9 thoughts on “Amorphous Silicon Carbide is Ten Times Stronger Than Kevlar and Great to Microchips”

  1. This felt like a masterpiece in spin-management. Not to sound too much like a Debbie Downer, but …

    So, let’s see. The lil’ post-doc research group made the amorphous silicon carbide as a whisp of thin film on a silicon chip subtrate, and cantilevered over a sensor, supported at one end. Careful measurement of the whisp’s dimensions, critically including thickness … then electrically stimulating the microscopic diving board into oscillation … revealed rather extraordinary mechanical properties.

    These properties were extrapolated to macroscopic scales, using the Spin Doctor’s universal rule of “make it sound like something people would recognize”. In his case duct tape and cars. 10 of ’em suspended by the as-yet-unavailable-in-bulk magic whisp-powered duct tape.

    Moreover, (and I won’t, don’t worry) if one reads the whole of the above with a grain-of-salt or two, I’m left with a marvel in advertising spin and guile-less projection. Everything is rosy. Ready for lift-off. Someday soon. Yay.

    None-the-less, this is NOT a trivial finding. That there is a possiblity of making tons-of quantities of the whisp stuff, and that it (improbably) maintains its remarkable strength and other mechanical properties in bulk, well. That possibility is juicy and certainly ought to attract a lot of Venture Capital money.

    Nice work ladies! Oh wait … they’re Dutch.

    ⋅-⋅-⋅ Just saying, ⋅-⋅-⋅
    ⋅-=≡ GoatGuy ✓ ≡=-⋅

  2. So this material spreads displacement forces across a wider area? What accounts for the increase in shear resistance?

      • Bummer.

        Hard to imagine building much of anything on Mars or the moon without getting an elevator working on earth first.

        • Use active structures instead; They don’t have the same limits based on chemical bond strength that physical structures do. A Loftstrom launch loop, or maybe an space fountain.

          They substitute stored kinetic energy for physical strength.

          The ultimate form of this, of course, is an orbital ring.

          https://en.wikipedia.org/wiki/Space_fountain

        • To be very honest it is hard to imagine building a space elevator on Earth before building anything on the Moon or Mars.
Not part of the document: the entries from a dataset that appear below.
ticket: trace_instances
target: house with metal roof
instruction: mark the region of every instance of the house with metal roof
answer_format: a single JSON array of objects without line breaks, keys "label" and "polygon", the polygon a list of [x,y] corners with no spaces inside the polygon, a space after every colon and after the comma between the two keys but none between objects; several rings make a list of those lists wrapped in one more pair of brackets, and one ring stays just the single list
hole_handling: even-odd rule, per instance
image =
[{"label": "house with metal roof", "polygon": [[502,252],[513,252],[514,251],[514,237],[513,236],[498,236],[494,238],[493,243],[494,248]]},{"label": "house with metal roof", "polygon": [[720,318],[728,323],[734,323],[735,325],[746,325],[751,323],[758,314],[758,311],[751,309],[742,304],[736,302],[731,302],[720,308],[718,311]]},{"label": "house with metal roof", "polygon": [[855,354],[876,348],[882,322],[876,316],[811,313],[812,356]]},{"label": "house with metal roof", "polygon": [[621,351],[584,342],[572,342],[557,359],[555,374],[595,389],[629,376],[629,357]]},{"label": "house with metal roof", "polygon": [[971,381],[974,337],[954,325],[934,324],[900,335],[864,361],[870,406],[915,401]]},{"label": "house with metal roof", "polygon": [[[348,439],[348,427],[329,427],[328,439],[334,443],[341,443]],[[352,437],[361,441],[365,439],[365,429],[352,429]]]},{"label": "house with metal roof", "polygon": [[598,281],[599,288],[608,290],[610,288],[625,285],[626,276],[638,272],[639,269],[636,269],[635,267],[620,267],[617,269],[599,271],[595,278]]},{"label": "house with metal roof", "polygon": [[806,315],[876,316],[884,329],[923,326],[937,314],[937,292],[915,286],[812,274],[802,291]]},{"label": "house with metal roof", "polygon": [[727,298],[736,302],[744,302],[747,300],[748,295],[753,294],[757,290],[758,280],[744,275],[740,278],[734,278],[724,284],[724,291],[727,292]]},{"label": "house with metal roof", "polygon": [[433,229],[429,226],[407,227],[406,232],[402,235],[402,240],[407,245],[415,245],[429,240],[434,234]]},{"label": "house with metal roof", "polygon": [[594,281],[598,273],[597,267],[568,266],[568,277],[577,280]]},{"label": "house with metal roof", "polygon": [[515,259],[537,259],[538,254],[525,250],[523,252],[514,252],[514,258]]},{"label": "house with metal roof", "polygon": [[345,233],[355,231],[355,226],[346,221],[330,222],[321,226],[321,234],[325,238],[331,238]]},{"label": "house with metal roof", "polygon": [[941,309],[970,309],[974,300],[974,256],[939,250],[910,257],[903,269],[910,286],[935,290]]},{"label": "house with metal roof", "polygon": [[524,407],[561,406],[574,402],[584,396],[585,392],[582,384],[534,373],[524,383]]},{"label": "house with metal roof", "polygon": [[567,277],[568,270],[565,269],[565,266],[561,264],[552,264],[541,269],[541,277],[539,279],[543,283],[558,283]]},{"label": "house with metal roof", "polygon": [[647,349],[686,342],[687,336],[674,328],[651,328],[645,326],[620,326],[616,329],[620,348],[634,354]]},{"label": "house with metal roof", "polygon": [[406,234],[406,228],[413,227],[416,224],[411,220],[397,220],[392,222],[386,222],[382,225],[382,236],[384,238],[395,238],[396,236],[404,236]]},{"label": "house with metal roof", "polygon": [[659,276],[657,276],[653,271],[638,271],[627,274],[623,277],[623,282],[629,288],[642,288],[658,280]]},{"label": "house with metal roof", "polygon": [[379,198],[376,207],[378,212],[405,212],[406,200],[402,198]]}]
A space elevator on Earth requires exotic materials of exceptional strength and purity that will survive in an environment of satellites, oxygen, lightning, and a magnetosphere.

          • Making enough of this stuff for one duct tape to hold up the cars will likely be decades away. It is always tough to make significant amounts of the super material.
            It would be great to make some nice big sheets for super solar sails. A Earth space elevator would take like 100,000 to millions of tons. More than the steel for the transcontinental railways.